What is the probability you actually have the disease? It depends
on the sensitivity and specificity of the test, and on the
prevalence (prior probability) of the disease.

We’ll denote:

a positive test as: Test = pos

a negative test as: Test = neg

presence of disease as: Disease = true

absence of disease as: Disease = false

We know from clinical studies done on the test before FDA approval
that the sensitivity and specificity of the test are:

p (Test = pos | Disease = true) = 0.95 (true positive
rate, or sensitivity)

p (Test = neg | Disease = false) = 0.90 (true negative
rate, or specificity)

From which we can also deduce:

p (Test = neg | Disease = true) = 0.05 (false negative rate)

p (Test = pos | Disease = false) = 0.10 (false positive rate)

We also know from public health surveys that the disease is
relatively rare.
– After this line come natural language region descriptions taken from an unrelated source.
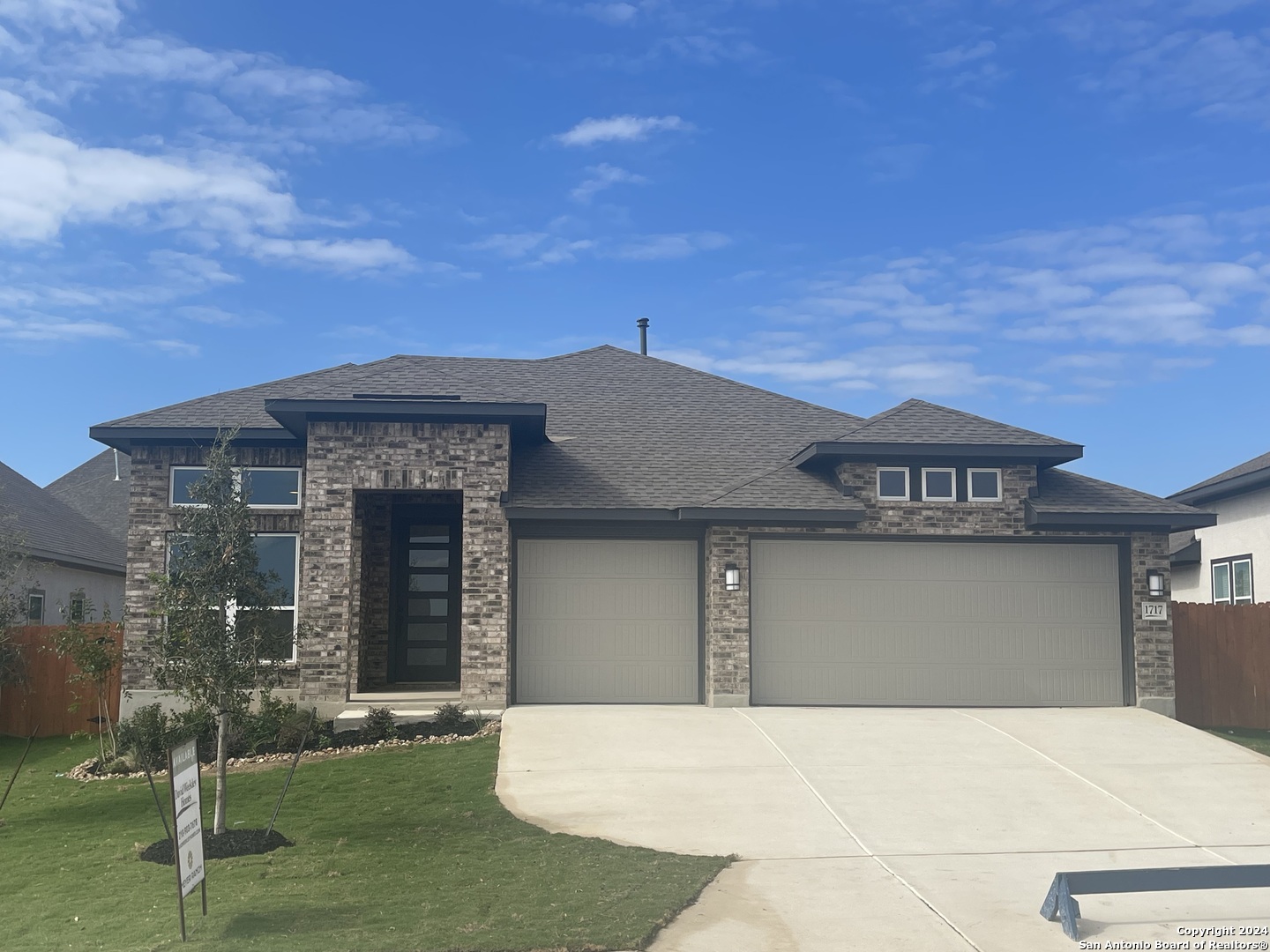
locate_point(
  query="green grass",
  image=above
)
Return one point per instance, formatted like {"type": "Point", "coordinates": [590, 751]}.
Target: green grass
{"type": "Point", "coordinates": [400, 850]}
{"type": "Point", "coordinates": [1250, 738]}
The prevalence in the general population is:

p (Disease = true) = 0.01

From which we can deduce:

p (Disease = false) = 0.99

a) Use Bayes rule to calculate p (Disease = true | Test = pos),
i.e. the probability you actually have the disease, given the test
was positive.

b) Calculate the ratio p (Disease = true | Test = pos) / p (Disease
= true). [ In Bayesian statistics, a ratio like this is interpreted
as the effect of new evidence on our beliefs about a probability.
In this case, we are concerned with the probability of disease, and
the new evidence is the test result.]